GND(raw=False, update=False, config=None)

Get the GeoNuclearData (GND) dataset.

https://github.com/cristianst85/GeoNuclearData

Parameters:

raw (Boolean, default: False ) –

Whether to return the original dataset
update –

Whether to update the data from the url.
config (dict, default: None ) –

Add custom specific configuration, e.g. powerplantmatching.config.get_config(target_countries='Italy'), defaults to powerplantmatching.config.get_config()

GNPT ¶

GNPT(raw=False, update=False, config=None)

Importer for the global nuclear energy powerplant tracker from global energy monitor.

Parameters:

raw (boolean, default: False ) –

Whether to return the original dataset
update –

Whether to update the data from the url.
config (dict, default: None ) –

Add custom specific configuration, e.g. powerplantmatching.config.get_config(target_countries='Italy'), defaults to powerplantmatching.config.get_config()

GPD ¶

GPD(raw=False, update=False, config=None, filter_other_dbs=True)

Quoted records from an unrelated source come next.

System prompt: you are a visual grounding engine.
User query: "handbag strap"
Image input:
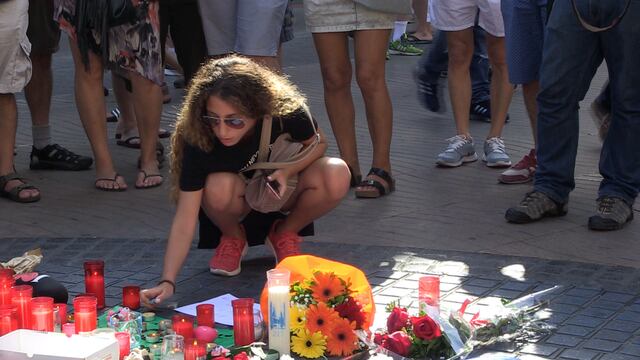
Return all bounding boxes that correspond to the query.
[241,104,320,172]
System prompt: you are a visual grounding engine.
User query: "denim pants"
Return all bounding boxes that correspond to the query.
[535,0,640,205]
[417,26,490,104]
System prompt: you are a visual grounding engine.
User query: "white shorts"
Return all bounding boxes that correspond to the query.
[429,0,504,37]
[0,0,31,94]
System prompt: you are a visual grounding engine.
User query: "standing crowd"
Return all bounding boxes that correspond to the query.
[0,0,640,299]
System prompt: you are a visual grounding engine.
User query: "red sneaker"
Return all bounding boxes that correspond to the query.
[498,149,537,184]
[265,220,302,263]
[209,231,249,276]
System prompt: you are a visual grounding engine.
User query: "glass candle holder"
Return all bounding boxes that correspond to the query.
[11,285,33,329]
[171,315,193,339]
[160,334,184,360]
[0,269,15,305]
[231,298,255,346]
[116,332,131,360]
[0,305,18,336]
[84,260,104,309]
[122,285,140,310]
[267,269,291,355]
[418,275,440,312]
[73,296,98,334]
[196,304,215,328]
[31,296,54,331]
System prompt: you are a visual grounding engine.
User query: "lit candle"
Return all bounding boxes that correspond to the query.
[0,269,14,305]
[31,296,54,331]
[84,260,104,309]
[116,332,131,360]
[122,286,140,310]
[0,305,18,336]
[171,315,193,339]
[418,275,440,312]
[11,285,33,329]
[267,269,291,355]
[196,304,215,328]
[231,298,255,346]
[184,339,207,360]
[73,296,98,334]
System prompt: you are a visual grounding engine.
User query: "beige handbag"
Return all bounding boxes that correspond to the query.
[241,106,320,213]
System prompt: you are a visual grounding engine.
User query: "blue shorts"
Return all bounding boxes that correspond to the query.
[501,0,547,84]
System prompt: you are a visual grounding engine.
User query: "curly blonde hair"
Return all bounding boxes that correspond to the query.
[171,55,306,201]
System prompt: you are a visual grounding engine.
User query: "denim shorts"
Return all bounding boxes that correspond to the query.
[502,0,547,84]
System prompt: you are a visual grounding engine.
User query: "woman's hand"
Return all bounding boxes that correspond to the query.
[267,169,291,197]
[140,282,173,308]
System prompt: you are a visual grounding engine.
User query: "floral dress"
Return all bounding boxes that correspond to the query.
[54,0,163,85]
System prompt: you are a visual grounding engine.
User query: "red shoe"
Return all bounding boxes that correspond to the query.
[209,231,249,276]
[265,220,302,263]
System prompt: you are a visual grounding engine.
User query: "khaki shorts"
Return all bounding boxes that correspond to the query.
[0,0,31,94]
[27,0,60,55]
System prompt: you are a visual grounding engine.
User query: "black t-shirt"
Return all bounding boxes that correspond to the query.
[180,109,315,191]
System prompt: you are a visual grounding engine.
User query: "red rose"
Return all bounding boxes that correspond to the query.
[382,331,411,356]
[333,296,365,329]
[233,352,249,360]
[411,315,442,340]
[387,307,409,334]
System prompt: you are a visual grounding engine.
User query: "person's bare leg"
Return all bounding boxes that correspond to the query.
[484,33,513,138]
[355,30,393,184]
[313,33,360,176]
[24,54,53,126]
[522,80,540,147]
[69,39,127,189]
[276,157,350,233]
[130,72,162,187]
[447,28,476,136]
[0,94,40,199]
[412,0,433,40]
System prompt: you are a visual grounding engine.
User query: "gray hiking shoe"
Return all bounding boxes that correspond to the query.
[504,191,567,224]
[482,137,511,167]
[589,196,633,231]
[436,135,478,167]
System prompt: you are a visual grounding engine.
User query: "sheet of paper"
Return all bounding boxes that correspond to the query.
[176,294,260,326]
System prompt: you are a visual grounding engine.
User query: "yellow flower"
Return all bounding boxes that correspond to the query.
[289,305,307,334]
[291,329,327,359]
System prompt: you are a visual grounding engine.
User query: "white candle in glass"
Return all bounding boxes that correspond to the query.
[267,269,290,355]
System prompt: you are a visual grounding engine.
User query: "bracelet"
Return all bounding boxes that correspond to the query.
[157,279,176,294]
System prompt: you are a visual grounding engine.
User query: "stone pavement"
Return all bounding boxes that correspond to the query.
[0,3,640,360]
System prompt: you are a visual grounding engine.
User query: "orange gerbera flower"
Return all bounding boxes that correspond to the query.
[306,303,340,335]
[310,271,345,302]
[326,318,358,356]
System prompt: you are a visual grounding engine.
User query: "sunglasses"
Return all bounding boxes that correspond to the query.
[201,115,246,130]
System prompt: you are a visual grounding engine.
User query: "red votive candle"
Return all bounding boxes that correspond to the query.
[116,332,131,360]
[418,275,440,311]
[84,260,104,309]
[171,315,193,339]
[11,285,33,329]
[0,269,14,305]
[196,304,215,328]
[122,286,140,310]
[31,296,53,331]
[184,339,207,360]
[73,296,98,334]
[0,305,18,336]
[231,298,255,346]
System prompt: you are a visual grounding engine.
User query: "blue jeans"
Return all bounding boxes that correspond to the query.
[535,0,640,205]
[418,26,490,104]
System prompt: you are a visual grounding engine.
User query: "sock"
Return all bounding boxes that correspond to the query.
[31,124,51,150]
[391,21,409,41]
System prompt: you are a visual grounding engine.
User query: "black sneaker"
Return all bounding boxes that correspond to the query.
[504,191,567,224]
[29,144,93,171]
[589,196,633,231]
[469,100,509,123]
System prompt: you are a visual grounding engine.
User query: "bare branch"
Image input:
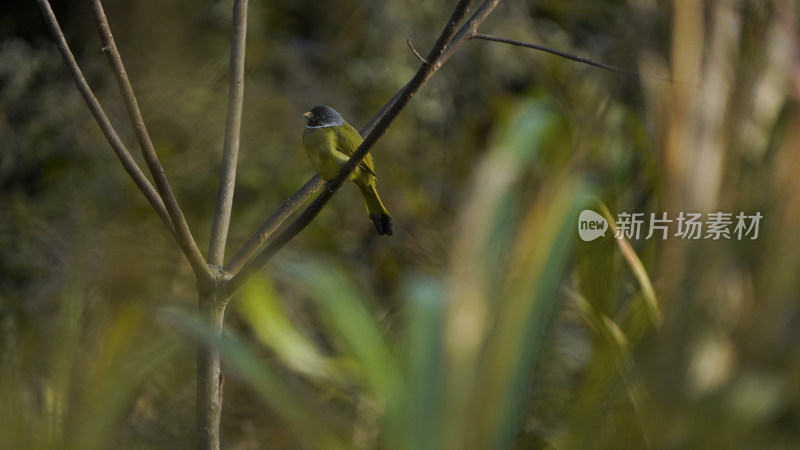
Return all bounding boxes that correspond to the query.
[406,38,428,64]
[361,0,500,136]
[472,33,639,76]
[208,0,247,265]
[225,175,323,276]
[91,0,214,288]
[37,0,175,235]
[221,0,482,298]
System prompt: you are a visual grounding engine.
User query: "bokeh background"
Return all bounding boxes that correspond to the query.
[0,0,800,449]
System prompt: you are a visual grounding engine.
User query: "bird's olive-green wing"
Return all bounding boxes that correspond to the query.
[334,123,376,176]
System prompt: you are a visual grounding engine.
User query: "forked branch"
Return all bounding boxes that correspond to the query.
[91,0,215,290]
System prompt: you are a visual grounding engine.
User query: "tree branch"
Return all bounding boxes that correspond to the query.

Importer for the Global Power Plant Database.

Parameters:

raw (Boolean, default: False ) –

Whether to return the original dataset
update –

Whether to update the data from the url.
config (dict, default: None ) –

Add custom specific configuration, e.g. powerplantmatching.config.get_config(target_countries='Italy'), defaults to powerplantmatching.config.get_config()

GSPT ¶

GSPT(raw=False, update=False, config=None)

Importer for the global solar powerplant tracker from global energy monitor.

Parameters:

raw (boolean, default: False ) –

Whether to return the original dataset
update –

Whether to update the data from the url.
config (dict, default: None ) –

Add custom specific configuration, e.g. powerplantmatching.config.get_config(target_countries='Italy'), defaults to powerplantmatching.config.get_config()

GWPT ¶

GWPT(raw=False, update=False, config=None)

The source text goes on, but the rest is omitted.